First, I retrieve the code context of the caller:
import inspect
context = inspect.getframeinfo(frame.f_back).code_context
This gives me a list of code lines; I ignore all but the first of those lines. Then I use a regular expression to get the whitespace at the start of this line; if you are using tabs, you have to replace them with the appropriate amount of spaces first:
import re
indent = re.compile("^ *")
firstline = context[0]
firstline = firstline.replace("\t", " ")
match = indent.match(firstline)
For testing purposes, I replace the spaces with dots, so I can see what's going on, and construct my prefix:
white = "." * match.span(0)[1] # Change "." to " "!
Now I can use this to modify my message msg I sent to my logger:
do_some_logging(white + msg)
It would be nice if I could simply wrap an existing logger with a decorator that turns this logger into a whitespace-aware logger.

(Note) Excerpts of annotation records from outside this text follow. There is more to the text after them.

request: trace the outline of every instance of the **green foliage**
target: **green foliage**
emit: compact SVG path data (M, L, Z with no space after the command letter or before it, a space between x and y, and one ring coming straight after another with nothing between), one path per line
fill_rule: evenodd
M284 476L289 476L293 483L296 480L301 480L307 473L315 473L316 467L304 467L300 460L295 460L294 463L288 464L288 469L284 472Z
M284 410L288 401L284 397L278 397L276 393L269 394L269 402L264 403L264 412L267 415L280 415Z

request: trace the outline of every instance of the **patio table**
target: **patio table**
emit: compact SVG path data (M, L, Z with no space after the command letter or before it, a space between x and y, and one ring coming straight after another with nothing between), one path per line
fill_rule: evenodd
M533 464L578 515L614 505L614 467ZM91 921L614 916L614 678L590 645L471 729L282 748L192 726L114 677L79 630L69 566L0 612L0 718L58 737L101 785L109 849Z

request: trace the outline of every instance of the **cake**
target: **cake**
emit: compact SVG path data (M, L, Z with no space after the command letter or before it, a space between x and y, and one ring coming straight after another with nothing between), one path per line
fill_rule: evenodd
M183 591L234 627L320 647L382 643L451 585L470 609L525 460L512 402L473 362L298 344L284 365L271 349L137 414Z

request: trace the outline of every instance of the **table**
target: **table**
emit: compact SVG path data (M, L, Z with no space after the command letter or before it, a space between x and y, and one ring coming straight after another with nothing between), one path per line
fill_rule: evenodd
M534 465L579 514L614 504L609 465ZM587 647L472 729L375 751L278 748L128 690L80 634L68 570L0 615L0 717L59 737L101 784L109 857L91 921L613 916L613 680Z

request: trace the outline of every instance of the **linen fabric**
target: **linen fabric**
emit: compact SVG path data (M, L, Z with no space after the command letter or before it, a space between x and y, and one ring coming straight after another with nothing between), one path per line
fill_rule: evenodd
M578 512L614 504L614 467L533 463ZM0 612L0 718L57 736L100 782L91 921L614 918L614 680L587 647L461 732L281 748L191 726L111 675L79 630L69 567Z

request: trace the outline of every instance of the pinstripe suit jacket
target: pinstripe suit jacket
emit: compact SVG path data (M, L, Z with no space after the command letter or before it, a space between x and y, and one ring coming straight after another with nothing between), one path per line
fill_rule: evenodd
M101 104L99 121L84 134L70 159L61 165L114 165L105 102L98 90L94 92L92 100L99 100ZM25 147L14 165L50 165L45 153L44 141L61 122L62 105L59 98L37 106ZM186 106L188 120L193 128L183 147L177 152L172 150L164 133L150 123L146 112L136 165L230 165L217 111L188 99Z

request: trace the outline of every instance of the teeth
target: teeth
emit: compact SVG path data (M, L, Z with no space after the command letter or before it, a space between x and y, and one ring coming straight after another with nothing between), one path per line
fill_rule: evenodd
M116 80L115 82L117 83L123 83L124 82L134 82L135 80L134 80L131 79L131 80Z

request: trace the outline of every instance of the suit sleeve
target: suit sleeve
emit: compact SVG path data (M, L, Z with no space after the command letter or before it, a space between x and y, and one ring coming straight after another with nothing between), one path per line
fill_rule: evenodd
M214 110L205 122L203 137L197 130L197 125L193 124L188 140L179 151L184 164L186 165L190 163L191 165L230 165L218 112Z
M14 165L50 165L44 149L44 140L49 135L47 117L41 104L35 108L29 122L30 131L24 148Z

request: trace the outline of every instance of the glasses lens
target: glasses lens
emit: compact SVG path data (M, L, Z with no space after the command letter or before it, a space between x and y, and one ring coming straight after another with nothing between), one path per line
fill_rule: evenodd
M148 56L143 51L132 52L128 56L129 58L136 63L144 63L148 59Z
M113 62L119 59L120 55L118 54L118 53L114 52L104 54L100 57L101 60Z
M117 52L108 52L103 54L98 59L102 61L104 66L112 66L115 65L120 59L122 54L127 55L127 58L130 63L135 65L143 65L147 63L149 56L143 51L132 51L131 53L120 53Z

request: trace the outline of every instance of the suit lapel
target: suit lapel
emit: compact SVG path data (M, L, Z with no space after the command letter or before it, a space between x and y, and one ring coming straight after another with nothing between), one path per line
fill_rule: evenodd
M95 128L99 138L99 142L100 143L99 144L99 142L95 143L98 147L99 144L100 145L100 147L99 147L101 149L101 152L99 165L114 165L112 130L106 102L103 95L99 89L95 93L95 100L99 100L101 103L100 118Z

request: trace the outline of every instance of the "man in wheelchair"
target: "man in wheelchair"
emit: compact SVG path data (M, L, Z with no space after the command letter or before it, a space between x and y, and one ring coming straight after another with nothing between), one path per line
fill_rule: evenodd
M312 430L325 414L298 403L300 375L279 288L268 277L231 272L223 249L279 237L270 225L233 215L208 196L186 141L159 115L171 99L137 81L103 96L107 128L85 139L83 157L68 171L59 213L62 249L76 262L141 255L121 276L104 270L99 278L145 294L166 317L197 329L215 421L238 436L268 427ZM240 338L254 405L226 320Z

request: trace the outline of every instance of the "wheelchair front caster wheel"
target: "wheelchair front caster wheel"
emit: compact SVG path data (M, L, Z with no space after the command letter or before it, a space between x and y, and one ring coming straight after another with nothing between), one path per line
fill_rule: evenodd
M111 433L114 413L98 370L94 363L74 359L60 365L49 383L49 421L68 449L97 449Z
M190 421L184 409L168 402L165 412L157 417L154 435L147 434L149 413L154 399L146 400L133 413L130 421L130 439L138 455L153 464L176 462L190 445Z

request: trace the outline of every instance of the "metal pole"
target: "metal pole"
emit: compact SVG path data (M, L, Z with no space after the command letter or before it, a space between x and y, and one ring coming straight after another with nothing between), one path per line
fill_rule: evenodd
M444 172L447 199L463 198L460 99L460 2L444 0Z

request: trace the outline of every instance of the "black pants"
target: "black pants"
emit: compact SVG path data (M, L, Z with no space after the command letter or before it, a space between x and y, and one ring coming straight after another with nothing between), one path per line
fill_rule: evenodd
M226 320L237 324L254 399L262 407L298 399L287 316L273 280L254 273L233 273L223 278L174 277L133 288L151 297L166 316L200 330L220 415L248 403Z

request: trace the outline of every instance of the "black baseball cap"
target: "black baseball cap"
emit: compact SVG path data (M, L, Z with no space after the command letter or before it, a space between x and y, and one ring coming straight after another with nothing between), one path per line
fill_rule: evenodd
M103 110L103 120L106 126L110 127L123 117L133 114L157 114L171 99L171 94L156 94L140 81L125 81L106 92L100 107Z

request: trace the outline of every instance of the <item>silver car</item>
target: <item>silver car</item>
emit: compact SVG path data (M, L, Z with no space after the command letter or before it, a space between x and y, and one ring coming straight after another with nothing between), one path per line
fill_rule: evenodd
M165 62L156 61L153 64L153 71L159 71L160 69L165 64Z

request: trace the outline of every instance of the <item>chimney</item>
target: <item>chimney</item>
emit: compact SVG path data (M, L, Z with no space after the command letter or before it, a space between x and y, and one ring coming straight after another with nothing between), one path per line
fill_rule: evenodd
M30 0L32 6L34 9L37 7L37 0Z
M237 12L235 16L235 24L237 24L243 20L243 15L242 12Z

Suppose I have, for testing purposes, a really primitive logger that simply prints messages to stdout:
def pseudo_logger(msg):
"""Pseudo-logging function."""
print(msg)
This logger has a first parameter for the logging message, and potentially some other positional parameters and keywords. I want to write a decorater for such a function:
from functools import wraps
def indented(func):
"""Turns the logger func(msg) into an indented logger."""
@wraps(func)
def wrapped(msg, *args, **kwargs):
# ... compute white ...
func(white + msg, *args, **kwargs)
return wrapped
Now I can get a new logger as, for example:
new_logger = intented(pseudo_logger)
Putting it all together gives:
from functools import wraps
import inspect
import re
def indented(func):
"""Turns the logger func(msg) into an indented logger."""
indent = re.compile("^ *")
@wraps(func)
def wrapped(msg, *args, **kwargs):
frame = inspect.currentframe()
context = inspect.getframeinfo(frame.f_back).code_context
firstline = context[0]
match = indent.match(firstline)
white = "." * match.span(0)[1] # Change "." to " "!
func(white + msg, *args, **kwargs)
return wrapped
@indented
def pseudo_logger(msg):
"""Pseudo-logging function."""
print(msg)
def main():
pseudo_logger("This is an indented message!")
if True:
pseudo_logger("Another message, but more indented!")
pseudo_logger("This "
"will ignore the indention of the second "
"or third line.")
if __name__ == "__main__":
main()
I would be hesitant to use this in production code, though. Using code inspection like this is brittle, and depending on where you call this, it might lead to unexpected effects.